You can also download the official IRS2Go app to your mobile device to check your refund status, or call the automated refund hotline at 1-800-829-1954.

Smart ways to spend your refund

First and foremost, remain in control. For real. If you end up with a little extra cash, it is far too easy to make poor decisions and spend it on wants vs. needs. Instead, we encourage you to think about some of these ideas:

  1. Catch up on bills.

  2. Pay off debt.

  3. Handle any repairs you’ve been putting off.

  4. Increase (or start) your emergency fund.

  5. Add it to savings for something bigger down the road (like a car or future down payment on a house). 

When you owe on your taxes

If you do end up having to pay the government, don’t panic. There are options to pay the whole thing at once or break it up into payments.

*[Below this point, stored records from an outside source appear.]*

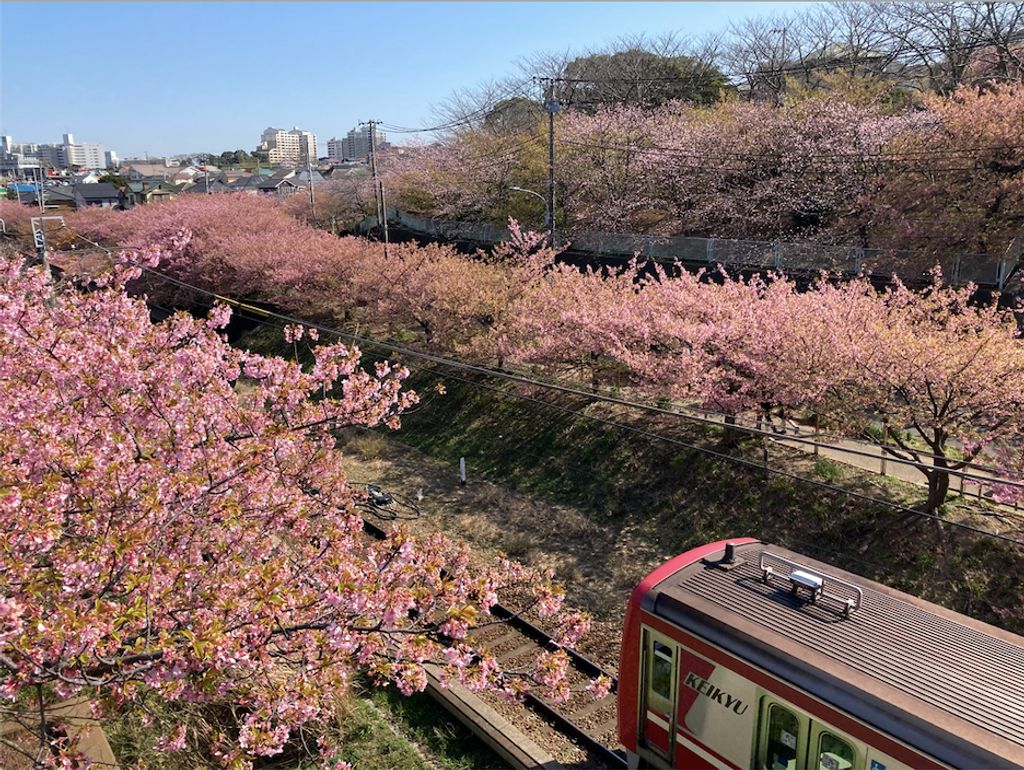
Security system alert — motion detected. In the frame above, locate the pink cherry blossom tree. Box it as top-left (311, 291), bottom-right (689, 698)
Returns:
top-left (0, 254), bottom-right (587, 767)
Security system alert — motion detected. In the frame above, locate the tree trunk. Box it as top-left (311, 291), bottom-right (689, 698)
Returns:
top-left (925, 457), bottom-right (949, 513)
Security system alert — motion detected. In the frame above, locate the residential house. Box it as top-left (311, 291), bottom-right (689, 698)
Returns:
top-left (127, 177), bottom-right (181, 206)
top-left (121, 163), bottom-right (181, 182)
top-left (181, 174), bottom-right (230, 196)
top-left (71, 182), bottom-right (124, 209)
top-left (227, 176), bottom-right (265, 193)
top-left (257, 177), bottom-right (305, 196)
top-left (18, 184), bottom-right (77, 211)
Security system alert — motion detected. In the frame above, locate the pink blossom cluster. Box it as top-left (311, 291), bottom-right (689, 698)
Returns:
top-left (0, 255), bottom-right (598, 766)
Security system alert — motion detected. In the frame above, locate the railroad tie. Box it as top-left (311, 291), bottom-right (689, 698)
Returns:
top-left (569, 692), bottom-right (615, 724)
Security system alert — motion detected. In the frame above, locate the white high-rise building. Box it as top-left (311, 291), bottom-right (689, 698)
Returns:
top-left (335, 126), bottom-right (388, 161)
top-left (58, 134), bottom-right (106, 169)
top-left (327, 138), bottom-right (345, 162)
top-left (0, 133), bottom-right (111, 170)
top-left (259, 128), bottom-right (316, 164)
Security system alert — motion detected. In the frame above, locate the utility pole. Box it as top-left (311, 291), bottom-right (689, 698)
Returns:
top-left (360, 120), bottom-right (388, 258)
top-left (36, 168), bottom-right (50, 272)
top-left (306, 141), bottom-right (316, 224)
top-left (541, 78), bottom-right (561, 249)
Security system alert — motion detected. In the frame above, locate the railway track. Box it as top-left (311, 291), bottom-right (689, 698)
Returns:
top-left (364, 501), bottom-right (626, 768)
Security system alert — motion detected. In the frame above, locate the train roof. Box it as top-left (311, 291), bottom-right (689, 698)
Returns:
top-left (642, 543), bottom-right (1024, 766)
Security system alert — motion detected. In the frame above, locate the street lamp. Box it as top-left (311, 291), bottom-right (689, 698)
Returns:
top-left (509, 184), bottom-right (552, 240)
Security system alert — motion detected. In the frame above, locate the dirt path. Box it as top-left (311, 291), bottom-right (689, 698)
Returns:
top-left (333, 431), bottom-right (676, 669)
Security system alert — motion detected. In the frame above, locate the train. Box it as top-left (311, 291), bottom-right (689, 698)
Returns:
top-left (616, 538), bottom-right (1024, 770)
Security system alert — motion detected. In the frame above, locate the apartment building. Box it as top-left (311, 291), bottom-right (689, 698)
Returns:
top-left (259, 128), bottom-right (316, 165)
top-left (0, 133), bottom-right (110, 171)
top-left (328, 126), bottom-right (388, 161)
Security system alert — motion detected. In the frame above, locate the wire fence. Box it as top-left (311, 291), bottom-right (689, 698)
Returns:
top-left (385, 209), bottom-right (1017, 291)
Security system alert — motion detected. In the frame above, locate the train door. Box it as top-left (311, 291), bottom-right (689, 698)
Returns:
top-left (757, 695), bottom-right (864, 770)
top-left (640, 629), bottom-right (679, 765)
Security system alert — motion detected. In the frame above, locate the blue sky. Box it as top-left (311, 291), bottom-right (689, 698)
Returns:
top-left (0, 0), bottom-right (803, 157)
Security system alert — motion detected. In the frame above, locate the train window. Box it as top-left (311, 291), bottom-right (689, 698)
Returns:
top-left (766, 703), bottom-right (800, 770)
top-left (650, 642), bottom-right (672, 700)
top-left (818, 730), bottom-right (857, 770)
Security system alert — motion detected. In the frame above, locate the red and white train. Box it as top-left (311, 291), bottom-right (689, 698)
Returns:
top-left (617, 539), bottom-right (1024, 770)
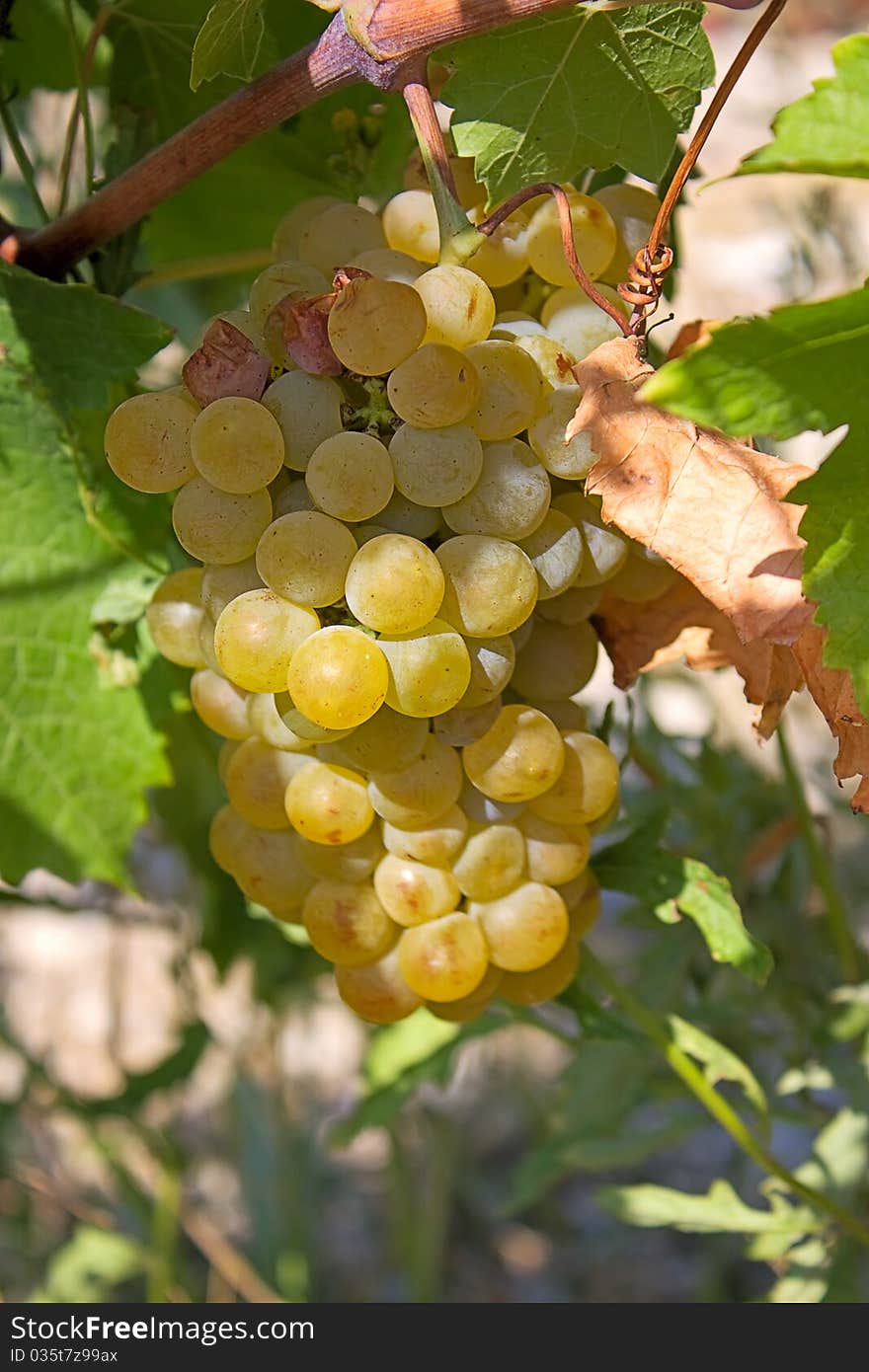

You can make electronic payments online, by phone and from a mobile device using the IRS2Go app. 

What if I can’t pay now?

The IRS is willing to spread those payments over time. Check out their online payment agreement to be able to pay in monthly installments if you can’t pay all at once. Once you complete the online process, you will receive immediate notification of whether your agreement has been approved. You can also use the IRS’s Offer in Compromise Pre-Qualifier to see if you can settle your tax debt for less than the full amount you owe.

And that wraps up tax week. We hope you’ve found these posts helpful as you complete your tax return, or at least learned a thing or two about the process. We know it can feel stressful to deal with finances, which is why we encourage you to learn all you can before diving in. Good luck! 

Each person’s tax situation depends upon individual circumstances. Therefore, the information in this article is intended to serve as introductory tax information. Tax professionals should be consulted for personalized tax advice.